The board of Abraxis BioScience Inc. is expected in January to approve ending, more than three years early, a co-promotion agreement with a larger drug company that helped the L.A. biotech launch its first commercial product.
Abraxis last week announced it had come to an agreement with the U.S. unit of Swedish drug maker AstraZeneca PLC to end the pact, in which AstraZeneca leveraged its sizable U.S. marketing and sales network to build sales for the breast cancer drug Abraxane.
In exchange, AstraZeneca received a 20 percent commission on U.S. sales, which worked out to $62 million last year. The drug initially had slow sales after its early 2006 launch but they have picked up and totaled nearly $325 million in 2007.
Officials at both companies describe the change as mutually beneficial but would not say which first sought the breakup.
“We have gained much in our collaboration with AstraZeneca and they have done a commendable job in building market share,” said Abraxis Chief Executive Patrick Soon-Shiong, who noted that his company now had the resources to build its own global marketing and sales team.
Abraxane is approved for use in several countries and Abraxis is working on regulatory approval to sell it as a treatment for additional types of cancer. In addition, the company is in clinical trials on drugs for other diseases that use the same technology as Abraxane. At least nine late-stage clinical trials have received regulatory approval to proceed.
Abraxane takes an existing chemotherapy drug called taxane and employs a nanotechnology delivery system using tiny particles that more effectively administer the drug to cancer cells. Abraxane competes with Bristol-Myers Squibb’s Taxol and Sanofi-Aventis’ Taxotere, but has been gaining market share.
Soon-Shiong, who controls roughly 80 percent of the company’s shares, said he’s confident the board will approve the deal, which obligates Abraxis to pay AstraZeneca a $268 million termination fee. Were the board to vote to continue the partnership instead, the commission to AstraZeneca would jump to 50 percent of U.S. sales.
Back in 2006, AstraZeneca paid Abraxis an up-front fee of $200 million to get a cut of Abraxane’s action. In a related deal, Abraxis paid AstraZeneca $350 million to obtain U.S. rights to AstraZeneca’s branded anesthetics and analgesic business. Those drugs became part of Abraxis’ APP generic business, which was spun off a year ago and acquired in July by Fresenius SE.
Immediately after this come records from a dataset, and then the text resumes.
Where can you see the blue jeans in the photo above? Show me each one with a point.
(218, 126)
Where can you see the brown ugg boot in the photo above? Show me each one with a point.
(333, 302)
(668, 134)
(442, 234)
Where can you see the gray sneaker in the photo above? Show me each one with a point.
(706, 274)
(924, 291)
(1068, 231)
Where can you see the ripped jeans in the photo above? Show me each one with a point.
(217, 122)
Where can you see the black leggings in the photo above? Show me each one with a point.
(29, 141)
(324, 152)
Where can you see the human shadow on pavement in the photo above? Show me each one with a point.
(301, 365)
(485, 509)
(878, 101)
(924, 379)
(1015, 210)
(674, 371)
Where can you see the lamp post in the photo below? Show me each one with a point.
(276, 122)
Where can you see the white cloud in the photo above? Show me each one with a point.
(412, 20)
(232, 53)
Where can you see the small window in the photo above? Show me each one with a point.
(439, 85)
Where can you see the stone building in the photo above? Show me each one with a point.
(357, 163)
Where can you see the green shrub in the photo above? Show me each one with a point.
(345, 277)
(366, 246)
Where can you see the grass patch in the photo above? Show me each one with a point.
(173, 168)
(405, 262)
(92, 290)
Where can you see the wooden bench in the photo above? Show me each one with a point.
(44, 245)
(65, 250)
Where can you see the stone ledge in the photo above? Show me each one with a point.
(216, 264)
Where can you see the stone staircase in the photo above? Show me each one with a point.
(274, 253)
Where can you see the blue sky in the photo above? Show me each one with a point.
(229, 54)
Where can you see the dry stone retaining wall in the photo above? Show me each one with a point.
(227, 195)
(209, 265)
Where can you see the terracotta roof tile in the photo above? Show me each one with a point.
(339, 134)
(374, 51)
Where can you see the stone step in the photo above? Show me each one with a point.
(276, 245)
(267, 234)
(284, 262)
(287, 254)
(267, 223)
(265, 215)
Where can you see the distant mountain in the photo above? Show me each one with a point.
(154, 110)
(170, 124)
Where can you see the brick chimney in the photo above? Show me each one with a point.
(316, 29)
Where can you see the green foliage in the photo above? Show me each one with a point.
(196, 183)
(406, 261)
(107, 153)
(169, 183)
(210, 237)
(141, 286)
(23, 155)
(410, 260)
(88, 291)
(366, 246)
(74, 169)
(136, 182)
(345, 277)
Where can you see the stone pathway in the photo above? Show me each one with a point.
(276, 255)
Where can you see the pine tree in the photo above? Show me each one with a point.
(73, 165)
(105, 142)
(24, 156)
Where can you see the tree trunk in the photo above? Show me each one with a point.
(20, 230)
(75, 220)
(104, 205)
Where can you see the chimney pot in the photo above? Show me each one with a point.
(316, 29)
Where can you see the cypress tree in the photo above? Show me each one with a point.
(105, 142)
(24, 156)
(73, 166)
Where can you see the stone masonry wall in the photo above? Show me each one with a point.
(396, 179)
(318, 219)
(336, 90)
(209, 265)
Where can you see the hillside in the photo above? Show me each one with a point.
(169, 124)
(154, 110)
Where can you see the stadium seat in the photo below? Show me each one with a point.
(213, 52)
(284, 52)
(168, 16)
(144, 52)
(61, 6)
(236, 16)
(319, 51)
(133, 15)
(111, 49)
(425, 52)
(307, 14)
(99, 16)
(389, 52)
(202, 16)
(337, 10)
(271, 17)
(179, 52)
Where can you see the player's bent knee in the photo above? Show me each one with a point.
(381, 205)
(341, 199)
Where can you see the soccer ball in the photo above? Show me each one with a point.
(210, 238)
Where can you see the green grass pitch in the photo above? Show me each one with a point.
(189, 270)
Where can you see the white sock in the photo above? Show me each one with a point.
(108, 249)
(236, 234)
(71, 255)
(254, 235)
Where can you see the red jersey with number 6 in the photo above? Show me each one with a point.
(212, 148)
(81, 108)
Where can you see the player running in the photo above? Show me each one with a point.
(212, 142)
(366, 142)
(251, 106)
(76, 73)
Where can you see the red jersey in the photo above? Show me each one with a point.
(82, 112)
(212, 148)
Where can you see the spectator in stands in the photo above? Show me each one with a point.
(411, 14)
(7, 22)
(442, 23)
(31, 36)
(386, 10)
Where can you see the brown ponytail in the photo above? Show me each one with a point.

An AstraZeneca spokeswoman said that ending the pact frees resources at her company to grow its own oncology franchise. AstraZeneca in the U.S. now sells a drug for advanced breast cancer called Faslodex and a related drug called Arimidex, which reduces the chance that breast cancer will return after treatment. It also has several experimental cancer drugs in its pipeline.
“This is a good time for us to regain full control of our selling resources,” Kirsten Evraire said. “Given the current environment and our business priorities, we want to concentrate our current portfolio and future opportunities.”